Holding a portrait of his father, Liu
Huanxin and the family's lawyers protest yesterday's ruling by the Tokyo High
Court overturning a lower court ruling that awarded government compensation to
Liu.(Photo:Xinhua)
The Tokyo High Court yesterday overturned a ruling that had for the first
time awarded compensation to a Chinese man forced to labour in Japan during
World War II.
In Beijing, Foreign Ministry spokesman Liu Jianchao called on Tokyo to
"seriously face and properly handle" the issue.
"Forced and enslaved labour was just one of the heinous crimes committed by
Japanese militarists against Chinese people during World War II. The Japanese
Government should take a responsible attitude towards history and shoulder its
due responsibility," he said.
Liu Lianren, from East China's Shandong Province, was transported to Japan in
1944 and forced to work in a mine during the war.

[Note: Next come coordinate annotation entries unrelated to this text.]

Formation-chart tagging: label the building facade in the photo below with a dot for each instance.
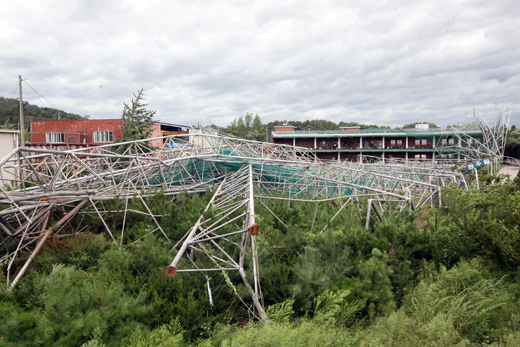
(90, 132)
(353, 143)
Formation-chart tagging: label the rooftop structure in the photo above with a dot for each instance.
(474, 138)
(90, 132)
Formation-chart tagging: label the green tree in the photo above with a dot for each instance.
(138, 120)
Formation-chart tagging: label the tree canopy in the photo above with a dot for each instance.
(138, 120)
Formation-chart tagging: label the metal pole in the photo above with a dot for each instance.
(22, 123)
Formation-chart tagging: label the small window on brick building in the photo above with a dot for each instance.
(103, 136)
(55, 137)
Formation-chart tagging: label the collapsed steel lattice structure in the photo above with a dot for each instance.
(37, 184)
(482, 133)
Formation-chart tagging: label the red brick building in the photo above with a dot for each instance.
(90, 132)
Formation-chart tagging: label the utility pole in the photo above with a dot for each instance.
(22, 125)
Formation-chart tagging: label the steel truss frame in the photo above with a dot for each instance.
(492, 121)
(36, 184)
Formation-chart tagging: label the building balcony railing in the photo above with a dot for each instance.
(371, 131)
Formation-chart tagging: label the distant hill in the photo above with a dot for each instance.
(9, 113)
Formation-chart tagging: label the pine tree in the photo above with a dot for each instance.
(138, 120)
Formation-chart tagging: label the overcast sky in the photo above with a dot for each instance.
(378, 62)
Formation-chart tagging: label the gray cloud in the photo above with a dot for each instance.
(382, 62)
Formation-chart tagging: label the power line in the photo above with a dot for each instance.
(13, 92)
(41, 96)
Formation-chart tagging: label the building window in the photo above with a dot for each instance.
(55, 137)
(103, 136)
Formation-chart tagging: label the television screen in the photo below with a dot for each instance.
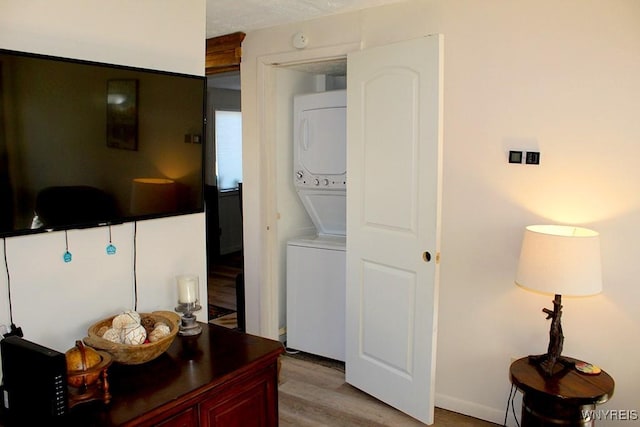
(84, 143)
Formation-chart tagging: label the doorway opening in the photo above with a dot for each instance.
(223, 197)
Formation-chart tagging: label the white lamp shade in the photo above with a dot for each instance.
(152, 196)
(559, 259)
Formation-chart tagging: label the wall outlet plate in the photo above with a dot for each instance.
(532, 158)
(515, 156)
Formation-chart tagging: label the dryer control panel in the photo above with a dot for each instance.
(320, 140)
(319, 181)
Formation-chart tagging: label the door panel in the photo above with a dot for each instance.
(393, 158)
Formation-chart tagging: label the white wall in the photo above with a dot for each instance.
(557, 77)
(55, 302)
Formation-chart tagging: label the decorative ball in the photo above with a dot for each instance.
(112, 335)
(160, 331)
(133, 335)
(81, 358)
(148, 322)
(126, 319)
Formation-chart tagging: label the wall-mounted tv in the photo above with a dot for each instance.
(85, 144)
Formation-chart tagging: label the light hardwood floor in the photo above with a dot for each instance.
(313, 395)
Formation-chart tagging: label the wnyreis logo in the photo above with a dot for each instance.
(610, 415)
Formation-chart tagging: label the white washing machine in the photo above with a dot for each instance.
(316, 270)
(316, 265)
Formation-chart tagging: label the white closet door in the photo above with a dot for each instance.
(393, 158)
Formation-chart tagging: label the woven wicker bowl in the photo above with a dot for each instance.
(134, 354)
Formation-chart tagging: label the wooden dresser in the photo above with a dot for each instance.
(219, 378)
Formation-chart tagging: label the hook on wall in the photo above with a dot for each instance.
(111, 248)
(67, 257)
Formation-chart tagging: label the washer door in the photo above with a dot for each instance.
(327, 209)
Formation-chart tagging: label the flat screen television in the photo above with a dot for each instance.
(84, 144)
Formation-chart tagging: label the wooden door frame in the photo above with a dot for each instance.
(223, 53)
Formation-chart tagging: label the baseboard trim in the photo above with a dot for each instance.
(469, 408)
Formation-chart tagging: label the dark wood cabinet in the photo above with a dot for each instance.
(220, 378)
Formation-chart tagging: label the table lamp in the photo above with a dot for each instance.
(559, 260)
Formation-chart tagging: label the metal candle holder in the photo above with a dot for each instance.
(188, 324)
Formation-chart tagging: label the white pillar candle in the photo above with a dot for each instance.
(187, 289)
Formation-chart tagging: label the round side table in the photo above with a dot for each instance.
(564, 399)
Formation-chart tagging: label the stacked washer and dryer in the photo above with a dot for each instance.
(316, 264)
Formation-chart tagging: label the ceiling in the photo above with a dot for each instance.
(230, 16)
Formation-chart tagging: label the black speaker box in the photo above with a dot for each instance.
(34, 383)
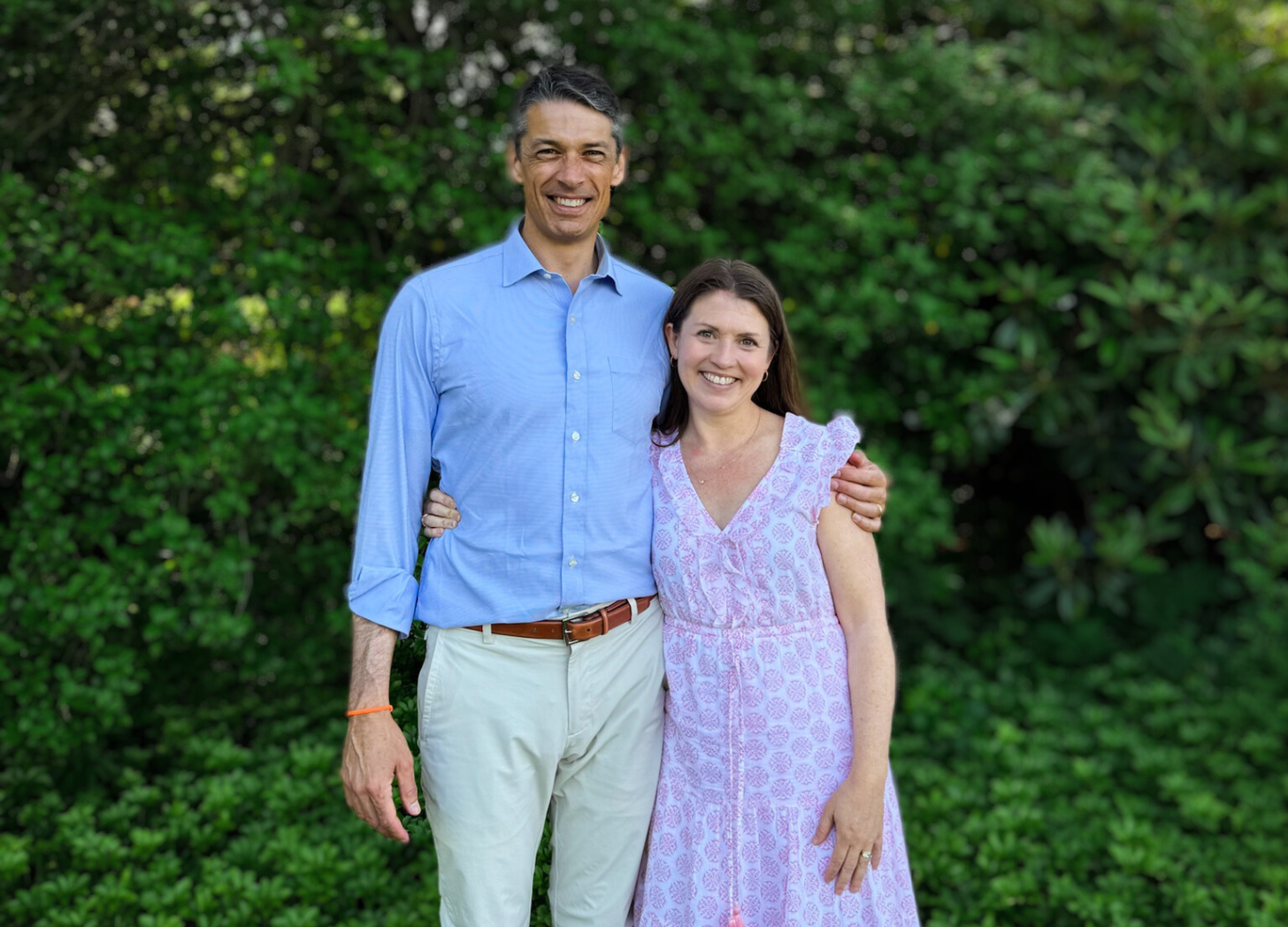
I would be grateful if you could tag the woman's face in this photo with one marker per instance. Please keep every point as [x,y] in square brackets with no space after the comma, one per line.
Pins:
[722,350]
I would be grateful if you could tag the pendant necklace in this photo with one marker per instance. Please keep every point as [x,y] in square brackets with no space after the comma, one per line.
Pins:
[737,454]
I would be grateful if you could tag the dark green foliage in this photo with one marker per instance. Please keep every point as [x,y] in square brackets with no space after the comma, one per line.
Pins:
[1037,249]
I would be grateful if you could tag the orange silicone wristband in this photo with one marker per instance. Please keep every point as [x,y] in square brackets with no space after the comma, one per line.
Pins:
[369,711]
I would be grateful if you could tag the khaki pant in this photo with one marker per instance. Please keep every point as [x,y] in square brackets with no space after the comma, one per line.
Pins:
[511,729]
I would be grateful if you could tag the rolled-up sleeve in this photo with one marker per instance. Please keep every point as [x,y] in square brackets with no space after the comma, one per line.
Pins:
[403,402]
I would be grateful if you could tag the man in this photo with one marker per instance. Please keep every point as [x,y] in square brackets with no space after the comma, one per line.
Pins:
[541,689]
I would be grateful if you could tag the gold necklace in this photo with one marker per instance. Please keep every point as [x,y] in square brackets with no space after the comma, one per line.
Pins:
[737,454]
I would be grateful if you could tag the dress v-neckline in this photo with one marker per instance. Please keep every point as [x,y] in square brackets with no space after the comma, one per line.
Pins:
[755,489]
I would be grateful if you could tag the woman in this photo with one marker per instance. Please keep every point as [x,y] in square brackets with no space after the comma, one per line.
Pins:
[774,805]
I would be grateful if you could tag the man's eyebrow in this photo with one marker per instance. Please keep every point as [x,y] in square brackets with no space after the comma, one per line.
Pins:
[559,143]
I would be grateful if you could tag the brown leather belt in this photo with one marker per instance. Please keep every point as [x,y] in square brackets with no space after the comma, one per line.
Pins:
[576,629]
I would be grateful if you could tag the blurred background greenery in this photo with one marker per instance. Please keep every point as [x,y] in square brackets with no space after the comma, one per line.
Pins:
[1036,249]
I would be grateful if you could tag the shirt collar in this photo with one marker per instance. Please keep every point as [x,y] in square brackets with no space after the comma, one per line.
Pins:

He escaped in 1945 but spent the next 13 years hiding in the mountains of
Hokkaido, unaware Japan had surrendered.
A landmark July 2001 ruling by the Tokyo District Court asked the Japanese
Government to pay the family of Liu, who died in 2000 at the age of 87, 20
million yen (US$184,160) compensation.
The lower court had said it awarded the redress not to compensate for forced
labour but rather to acknowledge the state's negligence in failing to find and
protect Liu after the end of the war.
The high court acknowledged the government's failure to protect him was
wrong, but rejected the family's demand for compensation, saying there was no
mutual agreement concerning state redress between Japan and China. The Japanese
Government appealed the July 2001 ruling.